[XML-SIG] Q: minidom and iso-8859-1

Martin v. Loewis martin@loewis.home.cs.tu-berlin.de
Wed, 13 Sep 2000 13:03:14 +0200


> Oops, I think I begin to understand what is going on.  The UTF-8
> indeed prints the right result, it was just not the result I (encoding
> newbie) expected.

Hi Jacco,

This is what I suspected. I'm surprised though as to what your
expectation was.

> I think I just asked myself the wrong question (how was the original
> XML encoded) while I should have asked myself in what encoding I
> want to have the output in.

I thought you'd expect that UTF-8 would reproduce latin-1 characters
in a single byte - which of course cannot work, as latin-1 would then
consume all possible bit combinations. In any case, that seems to be
resolved - now the next question is: How do you get the original
encoding of the document.

It appears that the DOM itself does not provide any mechanism for
that. It may be that the reader passes this information to the DOM
builder, so you may need to hook into the parser.
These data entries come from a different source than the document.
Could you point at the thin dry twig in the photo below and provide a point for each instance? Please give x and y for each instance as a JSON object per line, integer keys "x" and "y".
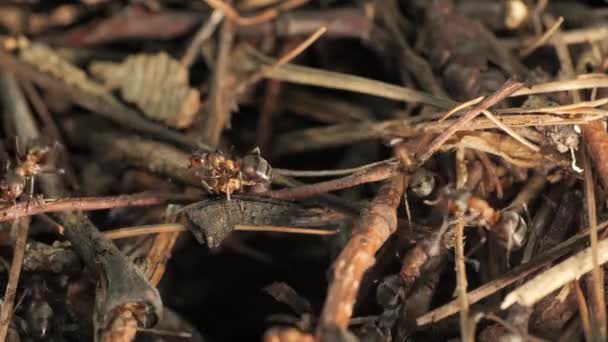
{"x": 220, "y": 100}
{"x": 509, "y": 278}
{"x": 507, "y": 89}
{"x": 583, "y": 310}
{"x": 283, "y": 229}
{"x": 544, "y": 38}
{"x": 555, "y": 277}
{"x": 34, "y": 207}
{"x": 128, "y": 232}
{"x": 260, "y": 18}
{"x": 461, "y": 280}
{"x": 370, "y": 233}
{"x": 6, "y": 311}
{"x": 201, "y": 36}
{"x": 598, "y": 272}
{"x": 596, "y": 140}
{"x": 373, "y": 174}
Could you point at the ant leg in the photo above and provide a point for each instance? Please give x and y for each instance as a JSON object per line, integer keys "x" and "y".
{"x": 207, "y": 187}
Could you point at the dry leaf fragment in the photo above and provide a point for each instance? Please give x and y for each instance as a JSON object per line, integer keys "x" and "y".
{"x": 156, "y": 83}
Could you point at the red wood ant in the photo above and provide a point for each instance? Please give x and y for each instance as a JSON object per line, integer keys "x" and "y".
{"x": 221, "y": 174}
{"x": 37, "y": 160}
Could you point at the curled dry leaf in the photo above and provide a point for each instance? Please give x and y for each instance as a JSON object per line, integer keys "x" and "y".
{"x": 501, "y": 145}
{"x": 156, "y": 83}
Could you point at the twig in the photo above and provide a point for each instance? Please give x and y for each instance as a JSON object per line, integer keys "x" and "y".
{"x": 507, "y": 89}
{"x": 158, "y": 256}
{"x": 259, "y": 18}
{"x": 286, "y": 58}
{"x": 509, "y": 278}
{"x": 34, "y": 207}
{"x": 596, "y": 140}
{"x": 373, "y": 174}
{"x": 151, "y": 155}
{"x": 282, "y": 229}
{"x": 220, "y": 99}
{"x": 599, "y": 307}
{"x": 583, "y": 310}
{"x": 201, "y": 36}
{"x": 253, "y": 61}
{"x": 461, "y": 280}
{"x": 344, "y": 134}
{"x": 123, "y": 287}
{"x": 6, "y": 311}
{"x": 510, "y": 131}
{"x": 370, "y": 233}
{"x": 128, "y": 232}
{"x": 329, "y": 173}
{"x": 112, "y": 110}
{"x": 570, "y": 37}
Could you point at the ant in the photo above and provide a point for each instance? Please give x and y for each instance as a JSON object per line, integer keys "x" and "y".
{"x": 221, "y": 174}
{"x": 37, "y": 160}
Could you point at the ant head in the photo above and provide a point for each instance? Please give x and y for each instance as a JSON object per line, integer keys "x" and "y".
{"x": 255, "y": 167}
However, it also
appears that SAX does not generate an event for the <?xml header, so
you could only use a specific parser with some extended interface.

I know xmllib invokes handle_xml for that; I don't know whether expat
gives access to that information, it appears as if the default handler
would be invoked when <?xml is seen, with the encoding as a parameter.

Regards,
Martin